Heinz ketchup was actually the first commercially produced “health food” condiment and its founder, H. J. Heinz led a successful lobbying effort in favor of the first Pure Food and Drug Act in 1906 and developed a ketchup recipe that didn’t use the conventional benzoate preservatives.
Heinz also grows its tomatoes “the old fashioned way” — by selectively cultivating and saving non-GMO seed stocks. The company’s website says its product is “Traceable From Seed to Plate: Consumers can rest assured that each tomato in a bottle of Heinz® Ketchup, from seed to vine to bottle, can be chronicled through a code on the cap. A look at this code allows Heinz to determine the farms the tomatoes were grown on, the details about where the Ketchup was bottled and even what varieties of HeinzSeed seeds were used.” Woodstock Foods offers no similar assurances and trying to track its product sources or manufacturing facilities is like trying to find the nut in a cleverly manipulated shell game.

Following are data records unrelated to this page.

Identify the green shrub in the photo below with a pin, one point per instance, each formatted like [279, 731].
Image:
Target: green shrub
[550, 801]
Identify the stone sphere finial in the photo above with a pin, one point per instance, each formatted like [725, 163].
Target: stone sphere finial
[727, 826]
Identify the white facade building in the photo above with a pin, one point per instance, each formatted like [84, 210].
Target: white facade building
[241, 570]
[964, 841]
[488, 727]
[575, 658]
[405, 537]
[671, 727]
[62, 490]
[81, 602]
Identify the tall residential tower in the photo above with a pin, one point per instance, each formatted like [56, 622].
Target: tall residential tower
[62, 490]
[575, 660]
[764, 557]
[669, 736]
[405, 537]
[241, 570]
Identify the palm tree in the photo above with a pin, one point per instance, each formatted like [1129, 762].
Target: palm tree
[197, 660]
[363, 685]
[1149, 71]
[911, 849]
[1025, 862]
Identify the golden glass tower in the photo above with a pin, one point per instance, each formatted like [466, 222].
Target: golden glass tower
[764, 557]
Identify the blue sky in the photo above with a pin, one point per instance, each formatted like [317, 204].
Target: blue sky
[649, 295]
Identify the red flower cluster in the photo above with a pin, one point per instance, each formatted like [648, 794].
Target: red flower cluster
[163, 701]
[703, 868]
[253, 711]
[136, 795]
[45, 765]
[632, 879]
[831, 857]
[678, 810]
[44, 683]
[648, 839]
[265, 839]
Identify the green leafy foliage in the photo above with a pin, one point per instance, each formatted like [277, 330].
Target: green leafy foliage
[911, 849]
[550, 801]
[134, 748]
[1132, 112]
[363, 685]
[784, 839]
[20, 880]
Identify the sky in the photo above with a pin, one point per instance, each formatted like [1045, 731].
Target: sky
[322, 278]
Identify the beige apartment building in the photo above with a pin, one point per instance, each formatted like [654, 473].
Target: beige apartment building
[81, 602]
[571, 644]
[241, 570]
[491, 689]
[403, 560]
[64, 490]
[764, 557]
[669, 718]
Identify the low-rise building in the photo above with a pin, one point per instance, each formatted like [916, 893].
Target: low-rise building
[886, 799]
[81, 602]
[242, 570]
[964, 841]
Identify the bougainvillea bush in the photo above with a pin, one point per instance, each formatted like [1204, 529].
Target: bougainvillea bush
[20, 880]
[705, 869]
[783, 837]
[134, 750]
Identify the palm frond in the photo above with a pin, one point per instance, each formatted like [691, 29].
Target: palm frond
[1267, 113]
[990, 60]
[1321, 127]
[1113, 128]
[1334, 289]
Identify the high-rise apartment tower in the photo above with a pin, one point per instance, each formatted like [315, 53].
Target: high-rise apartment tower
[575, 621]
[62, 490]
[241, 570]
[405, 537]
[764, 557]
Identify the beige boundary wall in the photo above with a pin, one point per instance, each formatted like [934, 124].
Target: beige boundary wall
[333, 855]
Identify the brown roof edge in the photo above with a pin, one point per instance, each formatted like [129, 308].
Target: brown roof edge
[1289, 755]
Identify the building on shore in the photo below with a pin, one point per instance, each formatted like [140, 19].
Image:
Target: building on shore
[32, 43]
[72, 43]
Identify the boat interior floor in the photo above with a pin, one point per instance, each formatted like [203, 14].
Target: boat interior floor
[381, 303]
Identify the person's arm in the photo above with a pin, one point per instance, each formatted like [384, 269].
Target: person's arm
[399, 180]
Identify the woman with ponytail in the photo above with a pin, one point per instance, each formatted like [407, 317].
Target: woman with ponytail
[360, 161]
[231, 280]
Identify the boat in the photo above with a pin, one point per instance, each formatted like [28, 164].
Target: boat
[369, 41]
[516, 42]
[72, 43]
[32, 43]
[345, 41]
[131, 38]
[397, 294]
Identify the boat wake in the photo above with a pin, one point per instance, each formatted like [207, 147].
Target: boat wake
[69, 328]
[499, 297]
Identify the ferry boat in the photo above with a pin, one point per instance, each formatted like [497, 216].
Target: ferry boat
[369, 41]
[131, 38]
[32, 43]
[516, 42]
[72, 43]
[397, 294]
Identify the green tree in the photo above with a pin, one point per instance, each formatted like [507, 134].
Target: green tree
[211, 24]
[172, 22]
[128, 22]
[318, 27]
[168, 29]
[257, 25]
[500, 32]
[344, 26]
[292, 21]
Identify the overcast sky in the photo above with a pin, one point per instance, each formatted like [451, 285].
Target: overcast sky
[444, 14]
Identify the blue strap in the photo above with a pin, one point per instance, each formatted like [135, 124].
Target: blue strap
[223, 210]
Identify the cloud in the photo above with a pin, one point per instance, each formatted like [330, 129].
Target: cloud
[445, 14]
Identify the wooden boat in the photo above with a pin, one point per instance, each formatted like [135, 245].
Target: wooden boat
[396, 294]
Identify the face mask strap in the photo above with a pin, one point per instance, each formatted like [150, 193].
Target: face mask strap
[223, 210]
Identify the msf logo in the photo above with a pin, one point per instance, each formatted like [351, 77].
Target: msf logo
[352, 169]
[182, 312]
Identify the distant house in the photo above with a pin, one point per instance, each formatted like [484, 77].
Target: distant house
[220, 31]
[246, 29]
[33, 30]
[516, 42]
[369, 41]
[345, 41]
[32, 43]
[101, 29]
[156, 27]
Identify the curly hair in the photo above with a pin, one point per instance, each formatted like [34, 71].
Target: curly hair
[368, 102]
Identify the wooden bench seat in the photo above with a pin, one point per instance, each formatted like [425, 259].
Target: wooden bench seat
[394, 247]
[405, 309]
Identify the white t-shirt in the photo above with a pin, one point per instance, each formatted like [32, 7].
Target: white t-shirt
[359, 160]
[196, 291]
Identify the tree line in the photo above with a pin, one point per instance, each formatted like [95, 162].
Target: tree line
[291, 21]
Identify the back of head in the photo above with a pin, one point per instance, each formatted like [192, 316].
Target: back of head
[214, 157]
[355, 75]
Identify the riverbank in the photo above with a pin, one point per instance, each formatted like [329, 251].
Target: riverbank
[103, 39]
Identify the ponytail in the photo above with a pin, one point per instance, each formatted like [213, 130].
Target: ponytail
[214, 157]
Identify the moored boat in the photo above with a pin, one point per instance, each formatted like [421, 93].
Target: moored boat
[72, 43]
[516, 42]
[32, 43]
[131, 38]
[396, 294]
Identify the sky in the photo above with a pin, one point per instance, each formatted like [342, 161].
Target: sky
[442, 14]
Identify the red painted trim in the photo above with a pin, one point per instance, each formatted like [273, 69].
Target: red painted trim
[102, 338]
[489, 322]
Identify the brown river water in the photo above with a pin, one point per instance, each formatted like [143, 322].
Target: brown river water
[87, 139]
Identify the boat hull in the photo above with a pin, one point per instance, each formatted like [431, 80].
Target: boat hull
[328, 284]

Heinz also began as a company famously based on sound employee relations and humane benefits packages, which although perhaps diminished at times and in places over the years, has remained generally praise worthy with 60% of its workforce in the US and Canada covered by collective bargaining agreements. The same cannot be said for UNFI and its Woodstock Foods brand. There is currently a labor action against UNFI in Washington (see: http://www.organicconsumers.
So in just one man’s opinion (mine), I’d rather see a conventional product like Heinz stocked at the Co-op and not just its “organic” ketchup version — Heinz also markets no salt and reduced sweetener varieties although the last two contain HFC’s. At least our member shoppers can read the labels and be reasonably sure they know what they’re getting.